Delta Air Lines is refusing to move. This violation of the gate lease will hurt consumers.
This will result in more legal fees for American taxpayers and will thwart the remedies specified by DOJ in their approval of the AA/US mega-merger. Delta’s actions limit competition between the Dallas market and other Delta markets. By not living up to its signed contract, Delta limits capacity because Delta is flying smaller commuter aircraft from these gates. If Delta prevails, this action will slice the number of Dallas Love Field passengers by almost half-a-million when compared to passengers that would fly if Southwest flies its proposed schedule.

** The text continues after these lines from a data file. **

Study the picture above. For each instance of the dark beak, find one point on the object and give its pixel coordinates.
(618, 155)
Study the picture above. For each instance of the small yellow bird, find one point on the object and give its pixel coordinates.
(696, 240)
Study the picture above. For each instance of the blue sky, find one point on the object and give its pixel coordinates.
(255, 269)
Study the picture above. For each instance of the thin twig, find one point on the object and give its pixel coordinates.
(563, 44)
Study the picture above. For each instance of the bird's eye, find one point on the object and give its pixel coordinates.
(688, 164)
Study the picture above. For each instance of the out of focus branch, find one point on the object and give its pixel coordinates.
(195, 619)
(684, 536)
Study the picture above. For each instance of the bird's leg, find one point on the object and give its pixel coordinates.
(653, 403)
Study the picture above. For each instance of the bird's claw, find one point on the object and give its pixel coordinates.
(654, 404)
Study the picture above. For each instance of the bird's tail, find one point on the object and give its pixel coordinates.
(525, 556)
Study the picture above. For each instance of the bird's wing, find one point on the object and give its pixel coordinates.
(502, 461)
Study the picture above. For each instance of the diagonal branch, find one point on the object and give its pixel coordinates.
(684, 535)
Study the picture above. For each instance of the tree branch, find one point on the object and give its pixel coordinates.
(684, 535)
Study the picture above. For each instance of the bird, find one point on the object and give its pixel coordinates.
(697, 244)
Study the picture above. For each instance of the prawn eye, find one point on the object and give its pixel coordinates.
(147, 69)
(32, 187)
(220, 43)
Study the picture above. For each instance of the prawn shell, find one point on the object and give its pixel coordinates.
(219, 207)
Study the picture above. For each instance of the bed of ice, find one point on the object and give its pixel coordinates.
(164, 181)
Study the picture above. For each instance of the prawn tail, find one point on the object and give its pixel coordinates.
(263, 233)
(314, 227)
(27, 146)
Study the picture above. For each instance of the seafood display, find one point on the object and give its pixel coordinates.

Delta Air Lines has been leading the Big 3 putsch against Open Skies treaties and competition
With Delta’s focus on eliminating competition and price comparison, they are the leading airline in a battle against open travel between countries. Fortunately, while Delta has been joined by American Airlines and United Airlines together with their cohorts in some aviation labor unions, the rest of the aviation economy is lining up in support of the Open Skies Treaties and more international competition.
Boeing, FedEx, UPS, airports, consumer groups, corporate travel managers, chambers of commerce, and almost every other US airline are lining up behind the free market mantra of competition. The Big 3 airlines are attempting to do the opposite — eliminate competition, limit choice and maintain their oligopolistic hold on the international aviation market.
Hopefully, the powers that be at the Departments of State and Transportation, together with the executive branch, will keep the Delta-led international oligopolistic airline alliances in check and guarantee competition and more choice for consumers.
Right now, in a world of airline rogues, Delta Air Lines stands out as the most committed to misleading and deceiving consumers, adding confusion to the airfare buying process, limiting competition and eliminating efficient comparison shopping. From a consumer’s point of view, these actions are unabashedly evil.